Maureen’s so good at calming the negative thoughts. She helps me backtrack and reminds me I’ve emerged fine from each of the previous surgeries. She reminds me a pacemaker thing these days is minimally invasive – essentially making a little pouch in my chest for the device and connecting some electrodes.
But she’s honest. That’s what makes her such a great care partner. Anesthesia can cause delirium in even healthy older patients. Those with advancing stages of Alzheimer’s and dementia like mine? We may regress even harder. Thankfully, I’ll be under “twilight sedation” – a lighter form they just so happen to use for those wonderful colonoscopies. (Note to self: ask Maureen if I have one of those bad boys sometime soon.)

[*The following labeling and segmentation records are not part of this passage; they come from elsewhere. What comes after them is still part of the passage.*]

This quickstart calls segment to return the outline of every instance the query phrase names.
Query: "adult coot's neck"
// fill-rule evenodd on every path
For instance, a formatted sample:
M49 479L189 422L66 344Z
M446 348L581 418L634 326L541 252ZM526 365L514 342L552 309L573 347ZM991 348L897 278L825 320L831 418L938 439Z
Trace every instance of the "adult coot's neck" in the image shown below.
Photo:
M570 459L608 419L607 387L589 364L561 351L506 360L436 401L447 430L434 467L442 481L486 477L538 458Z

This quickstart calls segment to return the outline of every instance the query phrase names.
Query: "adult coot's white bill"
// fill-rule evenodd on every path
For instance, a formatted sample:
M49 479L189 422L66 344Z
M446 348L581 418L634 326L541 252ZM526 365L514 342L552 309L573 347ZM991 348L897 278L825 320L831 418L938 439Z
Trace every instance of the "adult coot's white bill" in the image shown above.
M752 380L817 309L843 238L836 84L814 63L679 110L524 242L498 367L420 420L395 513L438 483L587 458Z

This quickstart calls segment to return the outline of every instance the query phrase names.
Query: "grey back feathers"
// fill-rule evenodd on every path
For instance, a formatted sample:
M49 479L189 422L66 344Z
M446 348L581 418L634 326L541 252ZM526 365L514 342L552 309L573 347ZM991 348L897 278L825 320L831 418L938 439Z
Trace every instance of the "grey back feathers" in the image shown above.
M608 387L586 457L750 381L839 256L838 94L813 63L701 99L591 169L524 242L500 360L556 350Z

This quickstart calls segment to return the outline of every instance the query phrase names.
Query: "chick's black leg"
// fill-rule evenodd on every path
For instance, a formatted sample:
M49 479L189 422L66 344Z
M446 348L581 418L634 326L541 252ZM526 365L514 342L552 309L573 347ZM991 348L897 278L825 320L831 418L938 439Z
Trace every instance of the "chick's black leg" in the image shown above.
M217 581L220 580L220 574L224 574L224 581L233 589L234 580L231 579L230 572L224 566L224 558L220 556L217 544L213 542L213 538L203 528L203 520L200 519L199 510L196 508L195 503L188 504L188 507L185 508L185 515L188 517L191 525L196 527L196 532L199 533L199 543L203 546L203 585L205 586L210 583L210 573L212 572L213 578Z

At least I probably won’t wake up all groggy and nauseous. I digress.
Maureen says she wishes they would’ve announced the surgery on Monday, the day before. I understand why – less time worrying and brooding for me. I told her, “Sure, drop it on me the day before and send me into shock overload!” Imagine that conversation: “Oh, by the way, you’re going to have a surgical procedure on your heart tomorrow.” Ugh!
Back on a serious note, though, I’m so glad they’re letting Maureen stay with me that night. They’ll be observing me for a day or so. It’ll make me feel so much better to have her by my side, even if I don’t actually need her for anything. (I’m sure I will! And she says it’s the least she could do to help the staff deal with me!)
Tuesday is going to be a very long day. I know I’m going to want to go home. I’ll be OK. If not? I guess you’ll have to hear that from Maureen. Either way, I want you all to celebrate and be happy. And always remember: #WeAreDementiaStrong.